New DHHS guidelines were released on March 27, in the report The Use of Antiretroviral Agents in HIV-1-Infected Adults and Adolescents. Those guidelines recommend ART for all HIV-infected individuals, upgrading the recommendations for treatment of those with CD4 counts between 350 cells/mm3 and 500 cells/mm3, based on the results of observational studies. ART now is recommended for patients with counts above 500 cells/mm3 “based on growing awareness that untreated HIV infection or uncontrolled viremia may be associated with development of many non-AIDS-defining diseases, including cardiovascular disease (CVD), kidney disease, liver disease, neurologic complications and malignancy,” according to the new guidelines.

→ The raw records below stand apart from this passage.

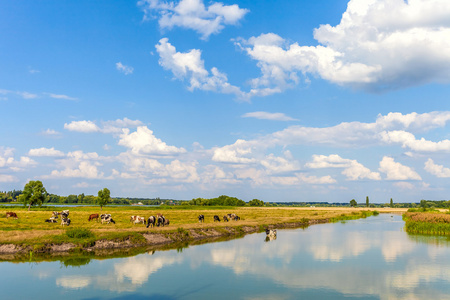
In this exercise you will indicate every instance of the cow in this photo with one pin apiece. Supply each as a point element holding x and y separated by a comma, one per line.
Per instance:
<point>201,218</point>
<point>65,221</point>
<point>151,221</point>
<point>107,218</point>
<point>11,214</point>
<point>161,221</point>
<point>93,216</point>
<point>137,220</point>
<point>271,234</point>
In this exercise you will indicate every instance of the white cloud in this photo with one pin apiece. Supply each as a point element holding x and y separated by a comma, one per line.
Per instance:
<point>124,69</point>
<point>192,14</point>
<point>45,152</point>
<point>7,178</point>
<point>437,170</point>
<point>142,141</point>
<point>85,169</point>
<point>51,132</point>
<point>397,171</point>
<point>408,140</point>
<point>190,66</point>
<point>82,126</point>
<point>353,170</point>
<point>377,45</point>
<point>64,97</point>
<point>114,127</point>
<point>268,116</point>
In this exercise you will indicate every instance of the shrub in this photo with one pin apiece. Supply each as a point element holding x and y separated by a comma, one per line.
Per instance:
<point>79,233</point>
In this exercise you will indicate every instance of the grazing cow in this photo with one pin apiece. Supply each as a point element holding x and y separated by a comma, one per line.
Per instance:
<point>93,216</point>
<point>65,221</point>
<point>11,214</point>
<point>137,220</point>
<point>161,221</point>
<point>201,218</point>
<point>151,221</point>
<point>107,218</point>
<point>271,233</point>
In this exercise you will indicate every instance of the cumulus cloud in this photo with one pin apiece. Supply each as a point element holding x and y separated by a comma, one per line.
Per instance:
<point>114,127</point>
<point>59,96</point>
<point>408,140</point>
<point>190,66</point>
<point>127,70</point>
<point>193,14</point>
<point>397,171</point>
<point>142,141</point>
<point>437,170</point>
<point>262,115</point>
<point>82,126</point>
<point>378,45</point>
<point>45,152</point>
<point>8,161</point>
<point>353,170</point>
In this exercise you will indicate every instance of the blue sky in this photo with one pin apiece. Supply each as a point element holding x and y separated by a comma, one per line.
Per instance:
<point>275,100</point>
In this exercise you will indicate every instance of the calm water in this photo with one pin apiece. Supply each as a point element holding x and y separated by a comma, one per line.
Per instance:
<point>364,259</point>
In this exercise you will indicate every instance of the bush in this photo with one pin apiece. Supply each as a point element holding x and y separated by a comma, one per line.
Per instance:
<point>79,233</point>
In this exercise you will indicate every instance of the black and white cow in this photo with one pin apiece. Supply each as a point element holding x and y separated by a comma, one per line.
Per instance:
<point>65,221</point>
<point>151,221</point>
<point>137,220</point>
<point>107,218</point>
<point>161,221</point>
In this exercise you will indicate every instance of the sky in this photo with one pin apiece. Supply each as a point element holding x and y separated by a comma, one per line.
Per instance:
<point>325,100</point>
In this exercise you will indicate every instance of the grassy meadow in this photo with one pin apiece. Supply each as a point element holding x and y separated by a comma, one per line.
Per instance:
<point>31,229</point>
<point>431,222</point>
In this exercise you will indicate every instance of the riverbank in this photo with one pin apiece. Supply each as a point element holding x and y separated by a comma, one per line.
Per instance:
<point>30,233</point>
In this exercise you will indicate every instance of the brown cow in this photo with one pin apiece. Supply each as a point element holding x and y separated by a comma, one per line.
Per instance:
<point>93,216</point>
<point>11,214</point>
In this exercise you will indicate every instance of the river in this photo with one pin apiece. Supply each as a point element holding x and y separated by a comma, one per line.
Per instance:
<point>369,258</point>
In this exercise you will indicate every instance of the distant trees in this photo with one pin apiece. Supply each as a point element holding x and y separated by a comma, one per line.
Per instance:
<point>219,201</point>
<point>103,197</point>
<point>34,193</point>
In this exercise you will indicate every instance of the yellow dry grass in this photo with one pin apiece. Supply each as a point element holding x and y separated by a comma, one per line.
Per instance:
<point>31,225</point>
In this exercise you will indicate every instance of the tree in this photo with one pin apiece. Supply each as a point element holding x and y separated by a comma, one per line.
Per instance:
<point>34,193</point>
<point>103,197</point>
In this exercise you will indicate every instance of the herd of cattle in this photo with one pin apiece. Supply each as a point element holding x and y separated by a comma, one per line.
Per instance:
<point>152,221</point>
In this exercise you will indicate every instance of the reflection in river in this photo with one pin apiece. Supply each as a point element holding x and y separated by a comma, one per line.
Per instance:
<point>364,259</point>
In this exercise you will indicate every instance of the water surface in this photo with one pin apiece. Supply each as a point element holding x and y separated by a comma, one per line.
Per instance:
<point>370,258</point>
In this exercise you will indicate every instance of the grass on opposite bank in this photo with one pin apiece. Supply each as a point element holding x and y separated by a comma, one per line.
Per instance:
<point>31,229</point>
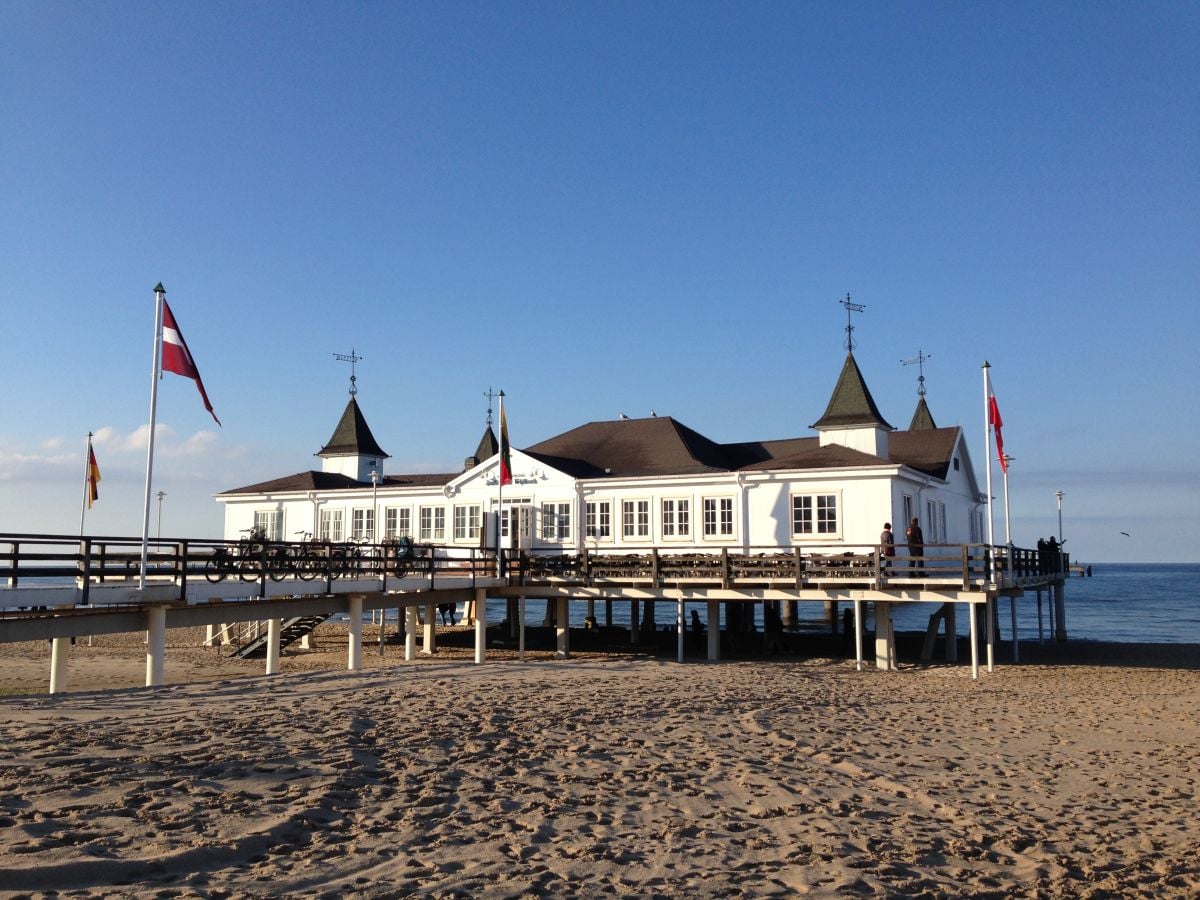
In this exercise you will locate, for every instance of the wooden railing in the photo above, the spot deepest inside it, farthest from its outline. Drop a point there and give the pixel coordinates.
(45, 559)
(965, 567)
(28, 559)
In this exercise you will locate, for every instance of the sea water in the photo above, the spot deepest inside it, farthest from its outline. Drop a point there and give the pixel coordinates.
(1121, 603)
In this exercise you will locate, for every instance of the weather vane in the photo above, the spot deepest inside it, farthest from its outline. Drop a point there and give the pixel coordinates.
(850, 329)
(918, 360)
(353, 359)
(491, 395)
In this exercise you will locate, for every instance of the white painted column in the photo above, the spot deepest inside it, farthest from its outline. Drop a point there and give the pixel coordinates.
(990, 606)
(885, 639)
(273, 647)
(1017, 643)
(952, 633)
(562, 629)
(156, 645)
(480, 625)
(1060, 609)
(354, 658)
(409, 633)
(679, 628)
(714, 630)
(60, 649)
(975, 641)
(521, 629)
(431, 629)
(858, 635)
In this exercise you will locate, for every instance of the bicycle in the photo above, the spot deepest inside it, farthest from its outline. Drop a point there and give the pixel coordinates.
(244, 559)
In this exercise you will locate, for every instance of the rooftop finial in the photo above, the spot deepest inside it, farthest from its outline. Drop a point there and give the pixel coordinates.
(491, 395)
(918, 360)
(353, 359)
(850, 329)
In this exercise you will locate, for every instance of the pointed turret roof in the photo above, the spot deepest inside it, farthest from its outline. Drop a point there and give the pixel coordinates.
(487, 445)
(851, 402)
(922, 420)
(352, 436)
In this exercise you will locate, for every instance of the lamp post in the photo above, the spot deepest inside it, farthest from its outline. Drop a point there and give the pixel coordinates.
(375, 507)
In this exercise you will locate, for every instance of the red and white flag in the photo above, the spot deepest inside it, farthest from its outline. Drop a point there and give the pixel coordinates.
(178, 359)
(996, 423)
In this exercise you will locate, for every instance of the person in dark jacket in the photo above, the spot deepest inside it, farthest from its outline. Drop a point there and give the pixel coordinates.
(916, 541)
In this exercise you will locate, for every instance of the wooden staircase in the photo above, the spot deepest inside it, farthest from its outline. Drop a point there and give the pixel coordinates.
(291, 630)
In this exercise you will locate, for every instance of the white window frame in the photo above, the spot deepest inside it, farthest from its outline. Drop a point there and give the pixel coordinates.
(556, 521)
(397, 522)
(361, 523)
(823, 509)
(598, 520)
(432, 523)
(467, 521)
(720, 525)
(676, 519)
(635, 519)
(331, 525)
(271, 522)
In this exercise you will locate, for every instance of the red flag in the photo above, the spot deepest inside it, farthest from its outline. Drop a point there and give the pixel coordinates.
(505, 449)
(178, 359)
(996, 423)
(93, 477)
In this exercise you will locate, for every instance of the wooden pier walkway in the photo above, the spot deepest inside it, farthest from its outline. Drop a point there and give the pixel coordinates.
(57, 588)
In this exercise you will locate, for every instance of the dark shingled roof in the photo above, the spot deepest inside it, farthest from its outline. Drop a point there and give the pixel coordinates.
(313, 480)
(352, 436)
(489, 445)
(929, 451)
(851, 402)
(658, 445)
(922, 420)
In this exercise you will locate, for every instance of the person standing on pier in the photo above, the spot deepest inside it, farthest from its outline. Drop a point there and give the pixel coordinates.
(916, 541)
(887, 546)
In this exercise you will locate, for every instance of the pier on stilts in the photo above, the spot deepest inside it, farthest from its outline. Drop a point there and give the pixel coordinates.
(59, 588)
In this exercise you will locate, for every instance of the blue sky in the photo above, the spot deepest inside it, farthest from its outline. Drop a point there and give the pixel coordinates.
(600, 208)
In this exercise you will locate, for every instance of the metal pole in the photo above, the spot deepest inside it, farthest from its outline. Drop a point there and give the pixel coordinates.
(160, 295)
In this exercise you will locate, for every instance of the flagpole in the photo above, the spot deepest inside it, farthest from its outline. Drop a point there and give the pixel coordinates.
(87, 483)
(499, 497)
(987, 456)
(160, 294)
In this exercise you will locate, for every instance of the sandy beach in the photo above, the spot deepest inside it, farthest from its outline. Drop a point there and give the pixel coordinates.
(1073, 774)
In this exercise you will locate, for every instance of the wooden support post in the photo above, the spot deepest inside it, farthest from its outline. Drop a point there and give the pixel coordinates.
(991, 634)
(60, 649)
(156, 645)
(885, 639)
(681, 625)
(952, 633)
(975, 642)
(1060, 610)
(480, 625)
(354, 657)
(1017, 643)
(521, 637)
(431, 629)
(714, 630)
(273, 647)
(411, 625)
(562, 629)
(858, 635)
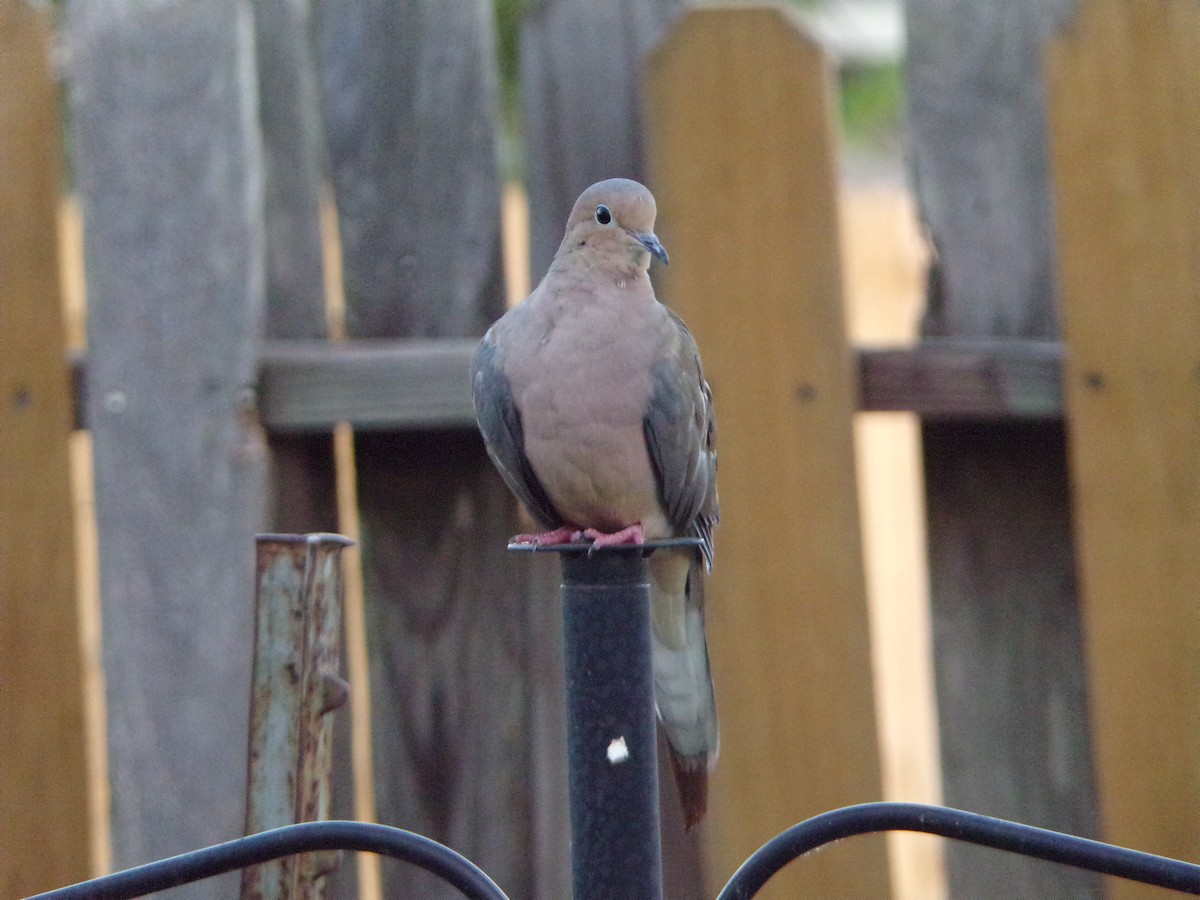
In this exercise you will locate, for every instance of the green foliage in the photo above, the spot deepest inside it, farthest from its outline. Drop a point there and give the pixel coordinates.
(871, 105)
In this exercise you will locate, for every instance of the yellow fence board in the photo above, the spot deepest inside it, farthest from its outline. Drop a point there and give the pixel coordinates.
(1125, 117)
(739, 124)
(43, 785)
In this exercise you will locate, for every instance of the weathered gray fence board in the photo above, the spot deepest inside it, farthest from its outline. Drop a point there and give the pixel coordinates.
(167, 160)
(377, 385)
(581, 103)
(466, 679)
(1008, 658)
(303, 486)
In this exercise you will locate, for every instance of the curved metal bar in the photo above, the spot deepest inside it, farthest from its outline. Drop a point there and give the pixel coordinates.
(277, 843)
(958, 825)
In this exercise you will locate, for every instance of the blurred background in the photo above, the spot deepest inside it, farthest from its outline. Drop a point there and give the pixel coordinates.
(941, 259)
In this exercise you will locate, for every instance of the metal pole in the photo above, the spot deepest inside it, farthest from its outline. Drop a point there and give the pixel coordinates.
(611, 750)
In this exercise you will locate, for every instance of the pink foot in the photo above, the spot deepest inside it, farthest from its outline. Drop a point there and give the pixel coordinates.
(564, 534)
(633, 534)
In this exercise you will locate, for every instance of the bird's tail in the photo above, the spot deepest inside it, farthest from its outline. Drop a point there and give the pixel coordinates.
(683, 685)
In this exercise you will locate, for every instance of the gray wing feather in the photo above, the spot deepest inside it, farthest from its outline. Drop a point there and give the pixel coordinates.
(681, 436)
(499, 421)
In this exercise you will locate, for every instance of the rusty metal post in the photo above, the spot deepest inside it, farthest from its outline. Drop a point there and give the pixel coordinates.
(295, 687)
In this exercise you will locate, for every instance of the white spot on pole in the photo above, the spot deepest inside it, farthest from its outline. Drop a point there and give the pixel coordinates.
(618, 750)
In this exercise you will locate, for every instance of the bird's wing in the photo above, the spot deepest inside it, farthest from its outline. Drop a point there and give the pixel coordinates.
(681, 437)
(499, 420)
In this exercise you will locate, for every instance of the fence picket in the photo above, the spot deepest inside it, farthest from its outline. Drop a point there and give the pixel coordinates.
(169, 178)
(741, 125)
(1126, 139)
(1007, 639)
(45, 827)
(463, 642)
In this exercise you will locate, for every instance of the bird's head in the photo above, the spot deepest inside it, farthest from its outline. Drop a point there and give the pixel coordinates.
(613, 221)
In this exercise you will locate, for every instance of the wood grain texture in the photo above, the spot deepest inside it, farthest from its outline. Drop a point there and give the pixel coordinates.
(301, 485)
(45, 829)
(741, 133)
(581, 102)
(1126, 139)
(375, 385)
(964, 379)
(465, 642)
(1008, 647)
(168, 169)
(977, 150)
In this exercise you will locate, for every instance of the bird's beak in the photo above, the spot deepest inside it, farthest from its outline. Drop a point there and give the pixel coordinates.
(651, 243)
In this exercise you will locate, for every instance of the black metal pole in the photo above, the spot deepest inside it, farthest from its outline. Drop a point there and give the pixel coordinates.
(611, 750)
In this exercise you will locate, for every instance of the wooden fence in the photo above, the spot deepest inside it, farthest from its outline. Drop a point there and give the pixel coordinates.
(1057, 382)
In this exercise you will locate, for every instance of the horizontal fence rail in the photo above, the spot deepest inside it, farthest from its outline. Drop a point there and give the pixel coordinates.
(423, 383)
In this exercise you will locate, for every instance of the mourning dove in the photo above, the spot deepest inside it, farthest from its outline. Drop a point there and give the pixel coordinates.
(594, 408)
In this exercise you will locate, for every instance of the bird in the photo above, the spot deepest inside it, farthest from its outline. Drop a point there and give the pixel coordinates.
(594, 408)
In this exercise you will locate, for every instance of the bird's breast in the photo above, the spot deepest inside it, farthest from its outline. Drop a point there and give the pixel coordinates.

Evidence from an observational cohort study also showed survival benefits for patients who began ART when their CD4 counts were above 500 cm/mm3, the report notes.

In a significant revision, the new recommendations add that, “effective ART also has been shown to prevent transmission of HIV from an infected individual to a sexual partner; therefore, ART should be offered to patients who are at risk of transmitting HIV to sexual partners.”

“Treatment is prevention,” said Czarnogorski. “Based on a recent study, we know treatment of infected individuals can cut transmission by 96%. Our goal is to connect HIV-positive veterans with care as quickly as possible to begin treatment and education.”

The study, Czarnogorski cited, the HIV Prevention Trials Network (HPTN) study 052, “Prevention of HIV-1 Infection with Early Antiretroviral Therapy,” was named Breakthrough of the Year by Science magazine in December 2011. The magazine’s editor, Bruce Alberts, noted that “the results have galvanized efforts to end the world’s AIDS epidemic in a way that would have been inconceivable even a year ago.”

The study, sponsored by the National Institute of Allergy and Infectious Diseases, showed that providing early ART treatment for an HIV-infected partner can nearly eliminate transmission to a noninfected partner. In addition, the study demonstrated that patients who received early treatment with ART had a 41% lower risk of adverse clinical events than those who started treatment later.